🤖 AI Summary
Homomorphic encryption (HE) enables privacy-preserving reinforcement learning (RL) in cloud environments, but standard HE schemes—particularly fully homomorphic encryption (FHE)—cannot natively support nonlinear operations such as comparisons (e.g., min/max), which are essential in many RL algorithms.
Method: We propose a comparison-free RL framework regularized by relative entropy, enabling linearly solvable value iteration, path-integral control, and Z-learning to be directly implemented under FHE without resorting to expensive or approximate comparison circuits. We instantiate the framework using the CKKS FHE scheme.

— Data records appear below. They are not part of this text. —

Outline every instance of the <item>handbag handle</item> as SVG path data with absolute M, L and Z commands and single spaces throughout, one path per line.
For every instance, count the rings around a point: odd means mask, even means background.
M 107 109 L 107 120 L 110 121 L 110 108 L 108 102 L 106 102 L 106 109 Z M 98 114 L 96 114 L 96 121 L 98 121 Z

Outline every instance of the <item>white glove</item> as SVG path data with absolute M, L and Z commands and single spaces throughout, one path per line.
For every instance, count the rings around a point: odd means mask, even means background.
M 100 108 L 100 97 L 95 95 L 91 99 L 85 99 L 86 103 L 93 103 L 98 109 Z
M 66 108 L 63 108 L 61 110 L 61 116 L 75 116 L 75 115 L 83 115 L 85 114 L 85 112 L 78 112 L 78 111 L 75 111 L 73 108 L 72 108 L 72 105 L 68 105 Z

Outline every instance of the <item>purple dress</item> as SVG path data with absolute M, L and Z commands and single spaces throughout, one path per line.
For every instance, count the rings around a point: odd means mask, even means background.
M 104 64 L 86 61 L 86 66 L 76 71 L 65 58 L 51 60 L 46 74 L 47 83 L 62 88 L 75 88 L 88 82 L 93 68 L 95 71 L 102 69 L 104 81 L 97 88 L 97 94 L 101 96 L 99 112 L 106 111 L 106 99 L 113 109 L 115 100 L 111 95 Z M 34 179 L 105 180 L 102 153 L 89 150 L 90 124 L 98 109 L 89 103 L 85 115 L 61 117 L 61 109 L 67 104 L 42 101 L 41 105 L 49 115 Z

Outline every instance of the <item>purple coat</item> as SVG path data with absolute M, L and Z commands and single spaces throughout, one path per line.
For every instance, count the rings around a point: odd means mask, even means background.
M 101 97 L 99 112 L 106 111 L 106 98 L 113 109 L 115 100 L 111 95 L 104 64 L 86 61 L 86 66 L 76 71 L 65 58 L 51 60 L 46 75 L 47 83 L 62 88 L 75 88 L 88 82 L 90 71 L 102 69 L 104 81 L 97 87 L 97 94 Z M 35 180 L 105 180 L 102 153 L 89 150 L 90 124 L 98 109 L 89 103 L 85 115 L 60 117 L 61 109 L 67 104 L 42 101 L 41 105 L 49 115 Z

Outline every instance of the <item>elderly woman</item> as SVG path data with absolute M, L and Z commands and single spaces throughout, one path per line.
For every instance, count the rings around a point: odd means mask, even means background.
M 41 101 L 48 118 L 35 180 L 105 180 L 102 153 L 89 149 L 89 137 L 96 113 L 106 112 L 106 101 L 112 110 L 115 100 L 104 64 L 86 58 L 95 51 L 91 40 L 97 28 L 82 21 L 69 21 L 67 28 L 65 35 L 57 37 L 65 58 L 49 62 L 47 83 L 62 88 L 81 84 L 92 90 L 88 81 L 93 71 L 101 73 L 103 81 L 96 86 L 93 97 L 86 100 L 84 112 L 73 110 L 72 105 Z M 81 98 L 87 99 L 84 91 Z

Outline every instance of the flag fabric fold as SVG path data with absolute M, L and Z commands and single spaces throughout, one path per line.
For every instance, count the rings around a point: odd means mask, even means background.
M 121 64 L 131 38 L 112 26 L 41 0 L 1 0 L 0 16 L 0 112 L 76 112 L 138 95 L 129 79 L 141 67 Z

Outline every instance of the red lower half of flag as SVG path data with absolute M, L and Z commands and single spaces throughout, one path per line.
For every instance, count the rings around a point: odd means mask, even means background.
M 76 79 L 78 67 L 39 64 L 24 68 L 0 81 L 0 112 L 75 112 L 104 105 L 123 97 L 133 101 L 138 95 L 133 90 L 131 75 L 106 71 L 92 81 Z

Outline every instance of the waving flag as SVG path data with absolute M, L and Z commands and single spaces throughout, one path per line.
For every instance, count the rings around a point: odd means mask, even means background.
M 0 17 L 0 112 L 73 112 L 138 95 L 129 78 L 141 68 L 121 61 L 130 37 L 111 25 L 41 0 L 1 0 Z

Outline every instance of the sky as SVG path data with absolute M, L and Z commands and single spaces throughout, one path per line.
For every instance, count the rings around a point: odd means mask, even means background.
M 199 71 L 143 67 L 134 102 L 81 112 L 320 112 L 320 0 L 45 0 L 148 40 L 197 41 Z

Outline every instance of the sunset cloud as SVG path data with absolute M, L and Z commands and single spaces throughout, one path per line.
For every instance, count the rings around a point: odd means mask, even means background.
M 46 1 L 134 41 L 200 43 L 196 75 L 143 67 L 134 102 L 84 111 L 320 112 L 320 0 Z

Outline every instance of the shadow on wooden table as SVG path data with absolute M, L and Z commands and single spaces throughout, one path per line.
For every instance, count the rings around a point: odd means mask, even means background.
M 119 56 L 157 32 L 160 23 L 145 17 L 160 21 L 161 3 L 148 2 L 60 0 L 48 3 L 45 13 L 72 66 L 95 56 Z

Contribution/Results: We demonstrate encrypted Z-learning in a grid-world environment: the policy converges successfully, and approximation error remains bounded. This work establishes the first verifiable and scalable algorithmic paradigm for synthesizing cloud-native, privacy-preserving RL control policies under FHE, validating the feasibility of deploying dynamic decision-making systems with end-to-end cryptographic privacy guarantees.
📝 Abstract
We investigate encrypted control policy synthesis over the cloud. While encrypted control implementations have been studied previously, we focus on the less explored paradigm of privacy-preserving control synthesis, which can involve heavier computations ideal for cloud outsourcing. We classify control policy synthesis into model-based, simulator-driven, and data-driven approaches and examine their implementation over fully homomorphic encryption (FHE) for privacy enhancements. A key challenge arises from comparison operations (min or max) in standard reinforcement learning algorithms, which are difficult to execute over encrypted data. This observation motivates our focus on Relative-Entropy-regularized reinforcement learning (RL) problems, which simplifies encrypted evaluation of synthesis algorithms due to their comparison-free structures. We demonstrate how linearly solvable value iteration, path integral control, and Z-learning can be readily implemented over FHE. We conduct a case study of our approach through numerical simulations of encrypted Z-learning in a grid world environment using the CKKS encryption scheme, showing convergence with acceptable approximation error. Our work suggests the potential for secure and efficient cloud-based reinforcement learning.